With my previous employer, we mostly spliced fiber, but when we did use connectors we used Unicam. Prior to splicing, we would use TII Quick Termination connectors for residential (apartment retrofit/new construction) installs, and they had a near 40% fail rate. I personally loved how easy they were to use, but that gets old after having to reterminate a bunch of lines. I would estimate the Unicam connectors gave us ~90% pass rate, with a majority of failures being remedied by cleaning the connector. A Corning rep came and gave us a seminar on splicing and terminating using Unicam around July, so I'm fairly sure they do still support them.


----------



## Tommy Telephones (Nov 30, 2015)

I was going off of information that I heard from who, my Belden representative....go figure. I couldn't tell you whether or not they are unsupported but Belden definitely has put together a nice kit. One thing I did recently figure out though is that because Belden's product is so new it's hard to find in stock anywhere and therefore causing a 1 week lead time for ordering parts. That will be cut in half very soon.


----------



## mpetro (Jan 6, 2016)

Tommy Telephones said:


> I was going off of information that I heard from who, my Belden representative....go figure. I couldn't tell you whether or not they are unsupported but Belden definitely has put together a nice kit. One thing I did recently figure out though is that because Belden's product is so new it's hard to find in stock anywhere and therefore causing a 1 week lead time for ordering parts. That will be cut in half very soon.


The company I worked for used a lot of Belden for copper jobs and mostly Corning for fiber, but by the time I left they had started getting people trained on the Belden fiber systems. The Belden connectors I saw were very easy to use, but hopefully they have a higher success rate than the TII ones. Personally I'd rather splice :thumbup:


----------



## Tommy Telephones (Nov 30, 2015)

I prefer splicing as well. Although a project I did the other day made me glad that I bought the tipping kit. I had to find 2 open strands that could connect 3 buildings together but once I did find them they were too short to bring out to a table to fusion splice. And with a $20,000 fusion splicer I wasn't about to stack up a bunch of telephone books in order to get the splicer close enough to the box...not to mention the slow rain that was working it's way over me. Had to order the tips after all.


----------



## mpetro (Jan 6, 2016)

Tommy Telephones said:


> I prefer splicing as well. Although a project I did the other day made me glad that I bought the tipping kit. I had to find 2 open strands that could connect 3 buildings together but once I did find them they were too short to bring out to a table to fusion splice. And with a $20,000 fusion splicer I wasn't about to stack up a bunch of telephone books in order to get the splicer close enough to the box...not to mention the slow rain that was working it's way over me. Had to order the tips after all.
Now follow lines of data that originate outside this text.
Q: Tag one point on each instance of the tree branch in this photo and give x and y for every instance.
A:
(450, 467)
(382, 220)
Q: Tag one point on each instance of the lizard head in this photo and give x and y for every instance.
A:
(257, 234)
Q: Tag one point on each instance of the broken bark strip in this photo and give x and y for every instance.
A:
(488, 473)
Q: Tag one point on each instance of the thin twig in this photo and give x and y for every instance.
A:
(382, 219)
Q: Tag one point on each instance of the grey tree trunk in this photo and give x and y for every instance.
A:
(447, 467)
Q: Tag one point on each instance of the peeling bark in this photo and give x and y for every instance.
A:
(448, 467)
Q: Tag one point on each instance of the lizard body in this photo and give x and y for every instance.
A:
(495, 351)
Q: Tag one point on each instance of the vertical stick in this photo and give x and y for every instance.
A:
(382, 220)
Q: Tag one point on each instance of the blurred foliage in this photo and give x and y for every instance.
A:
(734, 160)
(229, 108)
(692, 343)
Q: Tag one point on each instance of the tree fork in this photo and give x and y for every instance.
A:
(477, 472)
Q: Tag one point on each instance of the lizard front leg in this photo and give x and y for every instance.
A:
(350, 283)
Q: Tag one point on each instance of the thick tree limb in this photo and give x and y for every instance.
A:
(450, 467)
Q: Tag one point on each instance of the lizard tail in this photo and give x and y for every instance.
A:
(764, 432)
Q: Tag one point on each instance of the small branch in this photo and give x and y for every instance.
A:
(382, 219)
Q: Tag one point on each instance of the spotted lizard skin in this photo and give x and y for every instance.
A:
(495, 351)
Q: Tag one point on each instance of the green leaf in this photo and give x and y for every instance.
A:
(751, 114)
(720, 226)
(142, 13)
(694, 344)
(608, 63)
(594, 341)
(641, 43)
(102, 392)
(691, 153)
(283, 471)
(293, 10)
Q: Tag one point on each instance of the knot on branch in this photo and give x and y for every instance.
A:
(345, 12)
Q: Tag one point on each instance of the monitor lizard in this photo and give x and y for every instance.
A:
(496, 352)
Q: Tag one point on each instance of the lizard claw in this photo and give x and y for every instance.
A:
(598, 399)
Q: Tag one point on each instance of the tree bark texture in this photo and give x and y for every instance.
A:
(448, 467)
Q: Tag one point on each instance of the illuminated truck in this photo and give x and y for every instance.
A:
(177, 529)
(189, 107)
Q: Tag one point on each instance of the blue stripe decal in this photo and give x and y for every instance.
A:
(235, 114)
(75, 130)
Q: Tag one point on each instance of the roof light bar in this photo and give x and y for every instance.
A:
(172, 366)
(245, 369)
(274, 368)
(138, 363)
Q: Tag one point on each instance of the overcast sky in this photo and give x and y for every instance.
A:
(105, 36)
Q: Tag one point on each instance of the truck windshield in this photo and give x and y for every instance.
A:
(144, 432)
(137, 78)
I guess I was lucky that 95% of my splicing was indoors. Although I've had to come in behind people who left broken fibers and have my junior tech hold the fusion set while I splice and heat shrink the fiber... Yikes


----------



## Tommy Telephones (Nov 30, 2015)

Yeah most of mine is indoors as well, I just like to bitch as if I have it rough or something lol. How did this thread begin anyway ? Oh yeah, so Belden and Unicam are both good methods of tipping fiber haha !


----------



## JW Splicer (Mar 15, 2014)

Buy some books and take some courses that teach you how to hand polish terminations and most importantly use all the test equipment, test sets, OTDRs, VFLs, interferometer, etc... Trouble shooting is the money maker, any monkey can splice and connectorize the cable.


----------



## mpetro (Jan 6, 2016)

JW Splicer said:


> hand polish terminations


This is another thing we weren't taught. We just used a cleaver, and if the blades decided to act up you were SOL. We also weren't taught how to use the microscope to inspect it. Even if we're "beyond" polishing and inspecting, it would really help to have at least a few techs that knew how to do it.


----------



## mikeh32 (Feb 16, 2009)

dont go anaerobic. unicam is the way that everything is done now. 


most data centers now use pretermintaed as well too


----------



## danhasenauer (Jun 10, 2009)

We were drilled in polish & fuse in Apprentice school and I've never seen it since then (class of 84). Cleave and crimp systems are all pretty much the same, with minor manufacturer differences, it comes down to attention to detail when you're doing 'em. But I'm just a monkey installer. FOA is a great online resource.


----------



## JW Splicer (Mar 15, 2014)

DOE in my area requires aenerobic termination on all single and multimode. I've done thousands in the last 6-7 years. Everything else in the real world was pigtailed or unicam and maybe a little hot melt here and there.


----------